Prefer the leanest a stage actually needs. A plain function handles zero or one output (return the value, or chain.none to drop) and even bounded fan-out — return chain.many([...]), which is typically faster than a generator. Reach for a generator only when the fan-out is large or unbounded, where its laziness keeps memory flat (chain.many holds its outputs in an array). Use a stream only at a real I/O or backpressure edge. The ranking shifts between runtimes and versions, so if a stage is hot, measure the alternatives rather than trust the list.

Component notes

  • Replace / Ignore. Replace substitutes a matched value with tokens you supply, and can generate keys streamed (startKey / stringChunk / endKey) or packed (replace({streamKeys: false})keyValue). Ignore is Replace with an empty replacement. Keep the key/value style consistent across the pipeline.
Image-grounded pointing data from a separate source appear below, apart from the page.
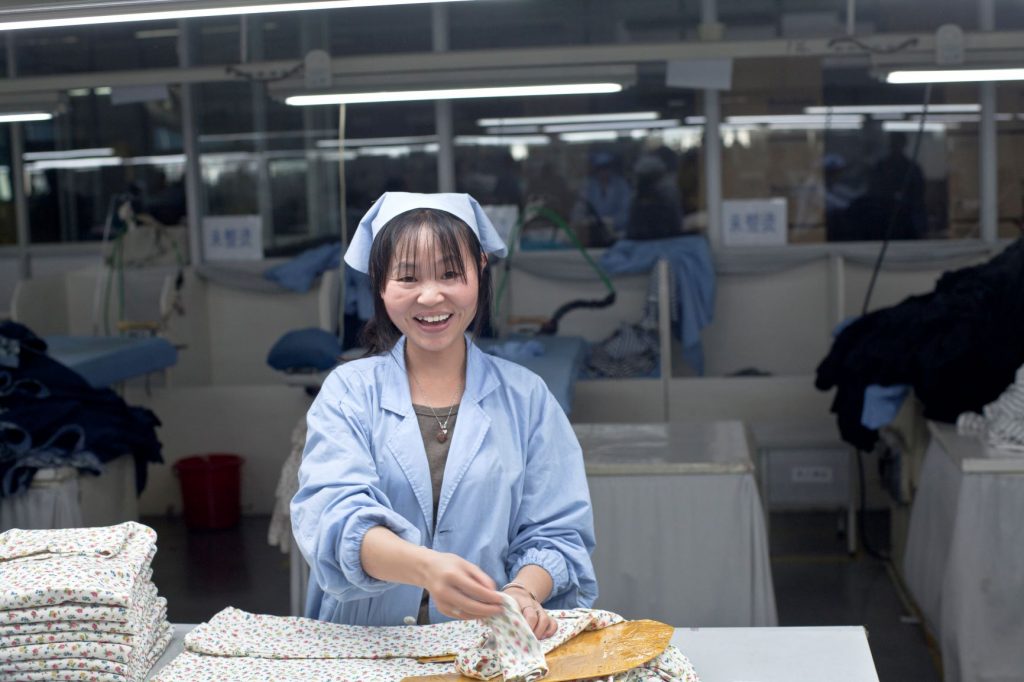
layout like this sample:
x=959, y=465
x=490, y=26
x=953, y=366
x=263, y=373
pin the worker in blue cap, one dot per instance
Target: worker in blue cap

  • Stringer. It serializes from value chunks by default, so it breaks if an upstream parser({streamValues: false}) removed them. Switch it to packed values with useValues (or useKeyValues / useStringValues / useNumberValues) to match — keep the whole pipeline on one value style.

  • Emitter / emit(). Convenience helpers; on a hot path, read tokens directly instead of attaching events:

    // instead of emit(pipeline) + pipeline.on('startObject', ...)
    pipeline.on('data', data => data.name === 'startObject' && count());
  • withParser(). The functional form drops into chain() with no extra boundary; withParserAsStream() wraps it in a Duplex for .pipe() and adds one. Prefer the functional form inside a chain.

JSONL

For line-delimited JSON, a dedicated splitter that JSON.parses each line is much faster than running the full tokenizer with parser({jsonStreaming: true}) + StreamValues. That component lives in stream-chain; stream-json's JSONL is a deprecated re-export of it.